What adds insult to injury, she says, is that she’s watched other people in her neighborhood receive checks from FEMA to help pay for their damage, while FEMA has denied her aid because she had flood insurance.

“You think you only have so many tears left,” she said.

Paradoxically, it’s a lot harder for many small businesses to get loans from the Small Business Administration. Businesses have obtained just 3 percent of the loans so far, totaling less than 8 percent of the dollar value.

Deborah Turhan owns a dry cleaner in Long Beach with her husband and has surveyed fellow businesses owners to get a sense of their struggles. SBA loans require extensive documentation during the application process, and some business owners lost those papers in Sandy’s floodwaters, she said. Many can’t get qualified for loans because they were already struggling financially. And businesses that have been able to open again won’t be able to get back on their feet until their customer base in the surrounding neighborhoods can move back home.

The SBA does offer an economic injury disaster loan to businesses that lost customers as a result of the storm. The deadline to apply for those is later — July 31.
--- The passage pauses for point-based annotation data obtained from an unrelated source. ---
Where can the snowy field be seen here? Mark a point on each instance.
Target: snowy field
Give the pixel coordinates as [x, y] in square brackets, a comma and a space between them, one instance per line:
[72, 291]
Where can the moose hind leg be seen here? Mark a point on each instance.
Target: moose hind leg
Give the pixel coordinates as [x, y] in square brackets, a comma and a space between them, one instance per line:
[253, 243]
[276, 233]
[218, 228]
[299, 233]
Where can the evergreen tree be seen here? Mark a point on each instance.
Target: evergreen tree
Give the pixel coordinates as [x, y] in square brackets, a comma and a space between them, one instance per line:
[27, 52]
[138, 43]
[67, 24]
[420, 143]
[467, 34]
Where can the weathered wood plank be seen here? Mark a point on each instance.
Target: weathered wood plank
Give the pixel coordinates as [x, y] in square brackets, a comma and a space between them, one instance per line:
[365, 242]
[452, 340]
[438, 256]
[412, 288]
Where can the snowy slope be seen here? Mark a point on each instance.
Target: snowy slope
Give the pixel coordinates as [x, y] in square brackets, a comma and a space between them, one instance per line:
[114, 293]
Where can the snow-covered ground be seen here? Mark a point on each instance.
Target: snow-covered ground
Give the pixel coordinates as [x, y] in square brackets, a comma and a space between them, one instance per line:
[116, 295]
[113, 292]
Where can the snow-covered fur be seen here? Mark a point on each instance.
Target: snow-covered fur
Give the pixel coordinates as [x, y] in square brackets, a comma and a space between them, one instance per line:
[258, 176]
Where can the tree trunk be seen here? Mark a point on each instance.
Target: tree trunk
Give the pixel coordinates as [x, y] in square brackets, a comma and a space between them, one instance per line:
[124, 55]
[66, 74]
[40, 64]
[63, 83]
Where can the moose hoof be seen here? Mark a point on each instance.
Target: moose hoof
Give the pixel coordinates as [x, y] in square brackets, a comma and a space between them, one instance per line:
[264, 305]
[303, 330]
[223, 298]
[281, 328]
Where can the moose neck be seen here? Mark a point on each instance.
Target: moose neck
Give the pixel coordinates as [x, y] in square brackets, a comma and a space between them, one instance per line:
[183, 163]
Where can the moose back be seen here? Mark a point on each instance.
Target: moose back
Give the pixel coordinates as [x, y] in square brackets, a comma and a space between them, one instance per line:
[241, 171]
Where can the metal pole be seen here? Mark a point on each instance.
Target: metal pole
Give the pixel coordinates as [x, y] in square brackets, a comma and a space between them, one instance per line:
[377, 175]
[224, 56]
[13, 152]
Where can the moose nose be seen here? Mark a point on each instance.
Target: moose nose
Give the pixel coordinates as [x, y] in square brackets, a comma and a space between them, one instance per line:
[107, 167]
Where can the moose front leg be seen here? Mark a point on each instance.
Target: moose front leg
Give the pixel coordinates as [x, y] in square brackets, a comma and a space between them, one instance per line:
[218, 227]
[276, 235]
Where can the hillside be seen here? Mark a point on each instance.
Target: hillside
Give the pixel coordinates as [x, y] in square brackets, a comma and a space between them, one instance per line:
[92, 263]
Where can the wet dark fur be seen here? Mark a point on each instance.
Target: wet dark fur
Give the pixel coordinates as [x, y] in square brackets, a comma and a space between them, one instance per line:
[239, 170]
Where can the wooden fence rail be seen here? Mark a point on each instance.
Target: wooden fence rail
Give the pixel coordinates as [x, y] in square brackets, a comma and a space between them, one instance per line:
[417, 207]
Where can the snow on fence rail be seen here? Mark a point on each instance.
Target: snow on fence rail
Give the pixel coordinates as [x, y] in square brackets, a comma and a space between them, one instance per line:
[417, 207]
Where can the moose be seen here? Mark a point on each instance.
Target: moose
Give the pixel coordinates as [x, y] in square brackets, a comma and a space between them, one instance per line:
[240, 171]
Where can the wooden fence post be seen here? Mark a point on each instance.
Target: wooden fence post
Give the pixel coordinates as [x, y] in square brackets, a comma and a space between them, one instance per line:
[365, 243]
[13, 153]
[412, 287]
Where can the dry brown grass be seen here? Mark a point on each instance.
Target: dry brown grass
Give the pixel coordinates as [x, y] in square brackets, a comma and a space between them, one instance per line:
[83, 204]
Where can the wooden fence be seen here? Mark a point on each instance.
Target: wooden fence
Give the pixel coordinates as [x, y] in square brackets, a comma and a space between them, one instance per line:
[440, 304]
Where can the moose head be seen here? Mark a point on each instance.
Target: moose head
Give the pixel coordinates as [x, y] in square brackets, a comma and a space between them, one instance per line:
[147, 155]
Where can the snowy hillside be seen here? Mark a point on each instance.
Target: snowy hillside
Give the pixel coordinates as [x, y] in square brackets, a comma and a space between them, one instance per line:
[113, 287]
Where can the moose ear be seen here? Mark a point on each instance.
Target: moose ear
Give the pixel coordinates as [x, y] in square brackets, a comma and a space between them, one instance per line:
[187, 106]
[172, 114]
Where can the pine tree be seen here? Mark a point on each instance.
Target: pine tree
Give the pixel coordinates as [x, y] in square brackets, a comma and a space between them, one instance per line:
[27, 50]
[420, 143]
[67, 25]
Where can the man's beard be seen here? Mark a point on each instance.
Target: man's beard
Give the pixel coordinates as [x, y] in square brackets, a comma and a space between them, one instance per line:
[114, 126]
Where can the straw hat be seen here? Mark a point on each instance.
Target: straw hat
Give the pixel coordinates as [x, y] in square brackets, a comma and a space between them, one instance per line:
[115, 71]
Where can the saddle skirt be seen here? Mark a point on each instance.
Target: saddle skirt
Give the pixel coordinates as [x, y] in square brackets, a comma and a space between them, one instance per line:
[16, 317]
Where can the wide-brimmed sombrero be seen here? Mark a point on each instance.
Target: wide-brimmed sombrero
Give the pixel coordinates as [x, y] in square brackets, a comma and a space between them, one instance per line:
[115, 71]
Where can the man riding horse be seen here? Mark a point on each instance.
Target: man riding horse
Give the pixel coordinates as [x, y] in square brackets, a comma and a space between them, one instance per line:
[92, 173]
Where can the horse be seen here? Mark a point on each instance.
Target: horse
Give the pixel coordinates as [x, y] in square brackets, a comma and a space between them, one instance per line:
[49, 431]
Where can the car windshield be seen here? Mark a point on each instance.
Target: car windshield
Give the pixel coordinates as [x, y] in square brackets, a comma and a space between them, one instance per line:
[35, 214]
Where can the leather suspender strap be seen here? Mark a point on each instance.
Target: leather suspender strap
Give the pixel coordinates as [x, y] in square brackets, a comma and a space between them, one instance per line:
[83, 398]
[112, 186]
Johanna Sofield notes the eeriness families feel when they finally move back into their homes, only to realize that all the other houses sit dark. Sofield runs the Long Beach Christmas Angel fundraiser for needy families and has been working to assist her community after the storm. She said many homeowners got advances of between $5,000 and $10,000 from their insurance companies immediately after Sandy, but continue to wait for any additional checks.

As they slog through a degrading mass of paperwork from insurers and government agencies, probing every detail of their finances, well-meaning homeowners feel like they’re being punished, she laments.

Said Sofield, “They need to treat us like the responsible citizens we are.”